This repository accompanies the manuscript "Shared functional specialization in transformer-based language models and the human brain". In this manuscript we use the internal computations of a transformer model (BERT) to predict fMRI activity while subjects listen to naturalistic spoken narratives.
Kumar, S.*, Sumers, T. R.*, Yamakoshi, T., Goldstein, A., Hasson, U., Norman, K. A., Griffiths, T. L., Hawkins, R. D., & Nastase, S. A. (2024). Shared functional specialization in transformer-based language models and the human brain. Nature Communications (accepted). https://doi.org/10.1101/2022.06.08.495348
The following list describes the various analysis scripts:
narratives-transcript-processing.ipynb
: Used to pre-process transcripts from the Narratives
dataset. Outputs (1) phonemes and associated nuisance variables for regression analyses; (2) TR-aligned tokens for use with Transformer notebooks.
transformer-representations.ipynb
: the primary notebook used to generate Transformer representations (embeddings, transformations) for regression analyses.
transformer-transformation-magnitudes.ipynb
: small script used to produce transformation magnitudes from the transformations themselves.
transformer-utils.py
: functionality for extracting various Transformer representations, including some experimental metrics that were used in the paper.
extract_linguistic_features.py
: Extract linguistic features (parts-of-speech and dependency tags) using spaCy.
decode_linguistic_features.py
: Run the decoding analysis, where we decode linguistic features from the headwise transformation representations. All the necessary functions should be in decode_linguistic_features_utils.py.
create_fmri_dataset.py
: Copy data from narratives dataset into lab project folder.
ROIs.ipynb
: Handling ROI labeling and visualizing.
banded_ridge_regression.py
: Run encoding model analyses (banded ridge regression) with a given representation as main features.
calculate_boostrap_pvalue.py
: Calculate bootstrap pvalue (with FDR corrections) for individual parcels to determine significance.
compute_isc.py
: Compute noise ceilings with intersubject correlation.
headwise_banded_ridge_regression.py
: Headwise version of the encoding analyses (banded ridge regression, but knock out weights for all heads but one when evaluating a head).
run_encoding_models_banded.py
: Creates a joblist.txt for banded ridge regression jobs to input as a slurm job array.

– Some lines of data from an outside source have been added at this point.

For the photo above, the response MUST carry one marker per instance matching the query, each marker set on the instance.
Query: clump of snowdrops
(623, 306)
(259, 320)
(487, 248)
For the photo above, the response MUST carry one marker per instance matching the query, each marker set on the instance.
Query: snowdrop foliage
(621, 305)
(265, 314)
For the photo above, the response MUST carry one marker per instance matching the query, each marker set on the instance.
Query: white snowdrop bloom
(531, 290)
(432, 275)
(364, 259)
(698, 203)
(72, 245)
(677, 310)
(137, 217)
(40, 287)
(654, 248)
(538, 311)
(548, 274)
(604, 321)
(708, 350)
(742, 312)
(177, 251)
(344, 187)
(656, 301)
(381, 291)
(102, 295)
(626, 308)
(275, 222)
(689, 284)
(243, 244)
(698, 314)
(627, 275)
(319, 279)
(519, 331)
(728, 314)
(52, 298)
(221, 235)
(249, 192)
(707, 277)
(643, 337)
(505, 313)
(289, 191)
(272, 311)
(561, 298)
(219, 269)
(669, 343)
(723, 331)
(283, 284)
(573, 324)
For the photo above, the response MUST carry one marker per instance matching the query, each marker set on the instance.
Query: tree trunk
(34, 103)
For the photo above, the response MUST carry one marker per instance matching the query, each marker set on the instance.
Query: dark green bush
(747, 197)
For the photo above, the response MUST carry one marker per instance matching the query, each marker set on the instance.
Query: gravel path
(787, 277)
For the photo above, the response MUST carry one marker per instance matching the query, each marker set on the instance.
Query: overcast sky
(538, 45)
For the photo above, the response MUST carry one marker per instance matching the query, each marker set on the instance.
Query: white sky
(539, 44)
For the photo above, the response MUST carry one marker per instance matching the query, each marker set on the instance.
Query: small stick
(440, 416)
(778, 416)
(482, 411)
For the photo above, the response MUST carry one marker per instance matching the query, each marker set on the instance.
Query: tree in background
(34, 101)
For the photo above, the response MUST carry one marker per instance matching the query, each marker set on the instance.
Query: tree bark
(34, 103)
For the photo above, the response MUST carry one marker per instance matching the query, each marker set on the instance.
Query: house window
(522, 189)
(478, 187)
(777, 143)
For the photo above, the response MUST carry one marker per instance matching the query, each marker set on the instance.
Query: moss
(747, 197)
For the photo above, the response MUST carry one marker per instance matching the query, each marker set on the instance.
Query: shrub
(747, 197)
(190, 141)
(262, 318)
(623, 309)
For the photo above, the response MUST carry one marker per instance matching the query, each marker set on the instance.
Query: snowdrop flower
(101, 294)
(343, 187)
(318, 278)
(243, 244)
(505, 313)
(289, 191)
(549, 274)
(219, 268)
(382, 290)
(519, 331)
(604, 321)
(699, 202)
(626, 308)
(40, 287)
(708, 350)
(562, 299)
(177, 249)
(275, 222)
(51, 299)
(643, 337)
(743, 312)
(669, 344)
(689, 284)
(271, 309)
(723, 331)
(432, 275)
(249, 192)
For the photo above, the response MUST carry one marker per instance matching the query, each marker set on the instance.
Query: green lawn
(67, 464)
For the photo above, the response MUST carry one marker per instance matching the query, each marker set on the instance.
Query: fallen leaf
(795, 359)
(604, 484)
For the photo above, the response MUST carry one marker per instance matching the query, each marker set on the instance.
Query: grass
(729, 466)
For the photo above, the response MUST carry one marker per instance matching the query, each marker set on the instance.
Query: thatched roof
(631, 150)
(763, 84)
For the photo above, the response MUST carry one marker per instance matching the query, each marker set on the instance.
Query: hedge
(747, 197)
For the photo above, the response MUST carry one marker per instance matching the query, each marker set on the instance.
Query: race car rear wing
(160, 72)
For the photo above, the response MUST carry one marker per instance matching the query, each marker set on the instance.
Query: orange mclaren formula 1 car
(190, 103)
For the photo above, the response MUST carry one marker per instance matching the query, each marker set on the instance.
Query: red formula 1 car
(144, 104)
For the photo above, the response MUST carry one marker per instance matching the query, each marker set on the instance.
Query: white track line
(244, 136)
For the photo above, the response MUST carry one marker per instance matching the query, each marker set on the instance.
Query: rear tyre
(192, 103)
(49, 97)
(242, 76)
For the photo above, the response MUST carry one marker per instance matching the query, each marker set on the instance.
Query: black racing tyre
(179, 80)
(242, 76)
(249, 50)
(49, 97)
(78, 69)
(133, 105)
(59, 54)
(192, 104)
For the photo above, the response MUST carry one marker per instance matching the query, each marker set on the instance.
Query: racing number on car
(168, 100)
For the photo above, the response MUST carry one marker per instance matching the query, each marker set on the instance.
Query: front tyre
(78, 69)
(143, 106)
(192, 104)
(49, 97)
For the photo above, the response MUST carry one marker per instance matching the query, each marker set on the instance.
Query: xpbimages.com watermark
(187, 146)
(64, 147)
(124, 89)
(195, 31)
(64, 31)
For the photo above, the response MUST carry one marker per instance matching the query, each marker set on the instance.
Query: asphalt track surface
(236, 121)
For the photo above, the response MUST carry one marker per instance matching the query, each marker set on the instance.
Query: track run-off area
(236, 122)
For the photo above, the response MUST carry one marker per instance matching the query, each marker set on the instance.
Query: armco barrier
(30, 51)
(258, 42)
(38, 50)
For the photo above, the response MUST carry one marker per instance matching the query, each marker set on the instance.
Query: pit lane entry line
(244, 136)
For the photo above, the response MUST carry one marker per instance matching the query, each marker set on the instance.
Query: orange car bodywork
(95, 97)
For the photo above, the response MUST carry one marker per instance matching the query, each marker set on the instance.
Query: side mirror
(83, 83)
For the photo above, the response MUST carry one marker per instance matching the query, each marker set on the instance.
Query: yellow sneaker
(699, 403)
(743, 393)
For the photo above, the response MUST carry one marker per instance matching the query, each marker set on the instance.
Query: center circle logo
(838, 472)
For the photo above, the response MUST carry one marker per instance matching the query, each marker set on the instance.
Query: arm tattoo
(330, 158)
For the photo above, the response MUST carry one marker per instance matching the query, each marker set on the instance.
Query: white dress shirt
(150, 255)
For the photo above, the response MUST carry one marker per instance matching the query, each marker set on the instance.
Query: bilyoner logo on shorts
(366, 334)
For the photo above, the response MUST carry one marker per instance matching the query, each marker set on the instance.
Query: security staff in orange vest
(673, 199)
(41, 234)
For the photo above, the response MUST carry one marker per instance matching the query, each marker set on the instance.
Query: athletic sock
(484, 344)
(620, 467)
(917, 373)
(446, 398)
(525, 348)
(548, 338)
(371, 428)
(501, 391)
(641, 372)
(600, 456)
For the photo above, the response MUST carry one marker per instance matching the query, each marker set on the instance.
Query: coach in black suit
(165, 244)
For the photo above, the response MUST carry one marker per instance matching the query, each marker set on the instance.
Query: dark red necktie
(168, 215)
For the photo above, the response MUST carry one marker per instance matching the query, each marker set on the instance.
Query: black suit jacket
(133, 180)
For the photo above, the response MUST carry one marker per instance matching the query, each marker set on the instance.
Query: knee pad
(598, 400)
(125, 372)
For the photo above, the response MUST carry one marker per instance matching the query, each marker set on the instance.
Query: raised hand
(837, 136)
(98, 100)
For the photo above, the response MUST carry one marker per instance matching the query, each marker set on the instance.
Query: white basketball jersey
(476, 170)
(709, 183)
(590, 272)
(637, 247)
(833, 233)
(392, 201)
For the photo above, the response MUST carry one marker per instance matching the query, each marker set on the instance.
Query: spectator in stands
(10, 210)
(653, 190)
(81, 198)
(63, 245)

run_encoding_models_headwise_banded.py
: Same as above, but for the headwise encoding analyses.
run_isc_jobs.py
: Run multiple subjects' ISC analyses in parallel (slurm jobs).
run_jupyter.sh
: Run a jupyter notebook on the cluster.
run_pvalue_jobs.py
: Run bootstrap p-value analyses in parallel.
run_save_jobs.py
: Run jobs in parallel that will save collapsed performance across subjects.
save_mean_volume.py
: Collapse performance across subjects for a specific representation.
Head_Dep_Brain_Plots.ipynb
: Plots whole brain results for headwise encoding (and dependency encoding).
Layerwise_Plot.ipynb
: Plots performance across layers.
Results_Figures.ipynb
: Notebook to plot most main results in the paper.
View_Encoding_Results.ipynb
: Plots whole-brain glass brain results.
bert_rdms.ipynb
: Compare RDMs for embeddings and transformations (as well as autocorrelation).
layer_preference.ipynb
: Create layer preference and layer specificity histograms.
plot_layer_brain.ipynb
: Process and export layer preferences for visualization on cortical surface.
headwise_specialization.ipynb
: Run PCA on transformation weights and visualization two-dimensional projections.
avg_job.sh
: Slurm job corresponding to save_mean_volumes.py.
boot_job.sh
: Slurm job corresponding to calculate_bootstrap_pvalue.py.
dsq-submit.sh
: Slurm job that submits a job array specified in a .txt file.
joblist.txt
: Job list for submitting slurm job array.
fmri_conda_env.yml
: yml conda env file for fmri analyses.
transformer_conda_env.yml
: yml conda env file for transcript pre-processing and Transformer analysis notebooks.